New York DWI --Ignition Interlock Device--Part 2
In Part 1 or this article, we discussed the circumstances of when a motorist is required to install an ignition interlock device in their vehicle, how the IID works, how long the IID must remain in the vehicle and the crimes that require the installation of an ignition interlock device. We begin part 2 with the question: What if the motorist is not able to afford the installation or maintenance fees associated with an IID?
If the driver can demonstrate through the Court mandated “Financial Disclosure Report” that he or she does not have sufficient resources to pay for the IID installation and maintenance, the Court may either order a payment plan or waive the fee entirely. This form is extensive, and covers all sources of income, including bank accounts, property, rent, mortgage payments, and family members who might be able to assist in payment of the fees. Only if the Court is satisfied that the motorist has no means of payment will the fees be waived.
If the motorist does not own a motor vehicle as of the time of sentencing, proof must be given to the Court to this effect, from sources such as the NYS Department of Motor Vehicles and an insurance company if the vehicle was recently taken off of the road.
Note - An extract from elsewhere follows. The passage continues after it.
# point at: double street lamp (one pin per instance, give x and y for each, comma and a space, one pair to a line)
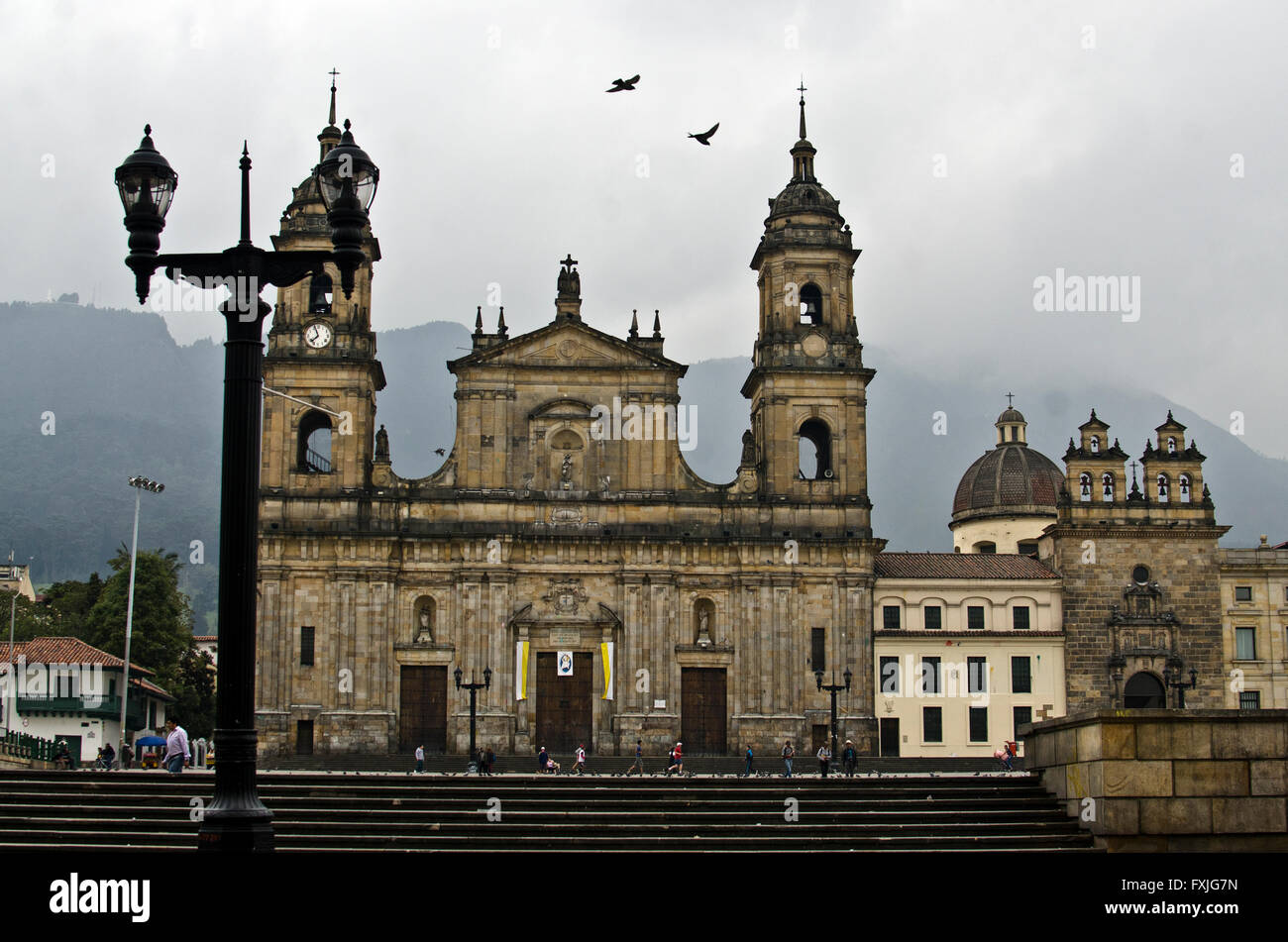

If the motorist obtains a motor vehicle during the time of the DWI sentence, that vehicle must be equipped with a IID.
Once the driver has passed the start up test with the IID, the device will require “rolling tests” at regular intervals of approximately 15 minutes to 30 minutes. If the driver fails the start up test, he or she must re-take the test in 5-15 minutes. Additionally, once the start up test has been passed, rolling tests are required approximately every 15 to 30 minutes. Rolling tests are required while the driver is operating the vehicle. If the driver fails the rolling test, a rolling re-test will be required in 1-3 minutes. If a number of tests are failed, the car will go into “lockout mode” and then it will not be possible to start the vehicle unless it is brought back to the facility where the IID was installed.
If the driver fails a start up test or rolling test, this information will be provided to the sentencing Court, District Attorney’s Office, Department of Probation, and any treatment provider. This can result in a violation in the person’s sentence of a conditional discharge or probation, and can lead to re-sentencing on the original charge.
Additionally, if the driver tampers with the IID, fails to use the device, or attempts to have someone else blow into the device, this can lead to additional criminal charges against the driver, as well as any person charged with assisting in the tampering.
There are exceptions for use of the IID if the driver is operating a vehicle at work, as long as it is proven that the employer knows about the sentence and consents to allow the employee to operate vehicles without the device installed. However, if the person is self employed, they must only operate vehicles equipped with an ignition interlock.
After the sentence is completed, the driver can apply to the Court and Department of Probation to have the device removed at a Court approved facility.